Under the ballot measure language large-scale metallic sulfide mines are defined as mines that would, “extract metals, including gold and copper, from sulfide-bearing rock and that would directly disturb 640 or more acres of land.”  Additionally, under the Measure the entire Bristol Bay watershed is to be considered. 

The Bristol Bay is known for its interconnected lakes, rivers, and streams supplying roughly half of the world’s supply of sockeye salmon.  The annual impact of the fisheries is estimated between $318 and $578 million annually and the industry supports 10,000 jobs according to economic study done by the Institute of Social and Economic Research at the University of Alaska Anchorage.   Annual harvest averages 24.6 million sockeye salmon contributing 31% to Alaska’s salmon harvest. 

The Measure 4 campaign is Alaska’s most expensive of the ballot measure campaigns with organized supporters of the measure, the Bristol Bay Forever group, spending just over $1.2 million according to the latest campaign disclosure report.  No formal group has filed opposing the measure; however there is opposition. 

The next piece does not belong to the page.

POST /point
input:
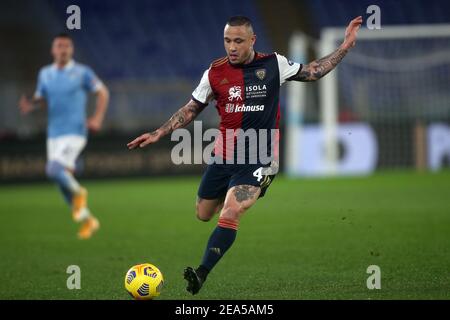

A 2010 state law requires each judicial district of the state be afforded two or more opportunities to learn about upcoming ballot measures 30 days before the election.  Each hearing must include one supporter and one opponent of the initiative.   

Supporters of Measure 4 cite the importance of the genetic diversity among the salmon populations, the importance to the overall resource, and the cultural and economic benefits of the fishery. The argument is metallic sulfide mining has the potential to adversely affect these salmon populations because the mining byproducts could alter the water chemistry or introduce pollution to the watershed.   Supporters believe passing the measure would add an extra level of necessary review.

Opponents of the Measure argue there are already the necessary protections under state and federal mining and environmental permit requirements.  Many of these permitting processes require public input to be gathered and considered before final permits are issued.  The permitting can also require baseline studies, bonding requirements, and plans for ongoing environmental monitoring (some monitoring can be in perpetuity).  Opponents argue the proposed measure has the potential to allow the final decision of a mine’s existence to become political.

Measure 4 includes more land area than the 1972 law where legislators are allowed to review oil and gas permits only on state owned or controlled land.  This point specifically has raised questions of constitutionality of the proposed measure as expressed by the Alaska Miners Association as reported by the Alaska Commons.   

There has been no polling on ballot measure 4 specifically; however a 2008 measure that attempted to curtail discharge of toxic materials from large metallic mines failed 56% to 43%.   The measure was largely aimed at the development of the Pebble Project, a proposed copper-gold mine located on state land in Bristol Bay area.   In July under 404c of the Clean Water Act, the EPA issued a proposed determination to restrict use of areas as disposal sites for fill materials, which would effectively block the Pebble Mine from being developed.  How, and if, this effects voter’s attitudes towards the current ballot measure 4 may be answered after the November 4 ballots are cast.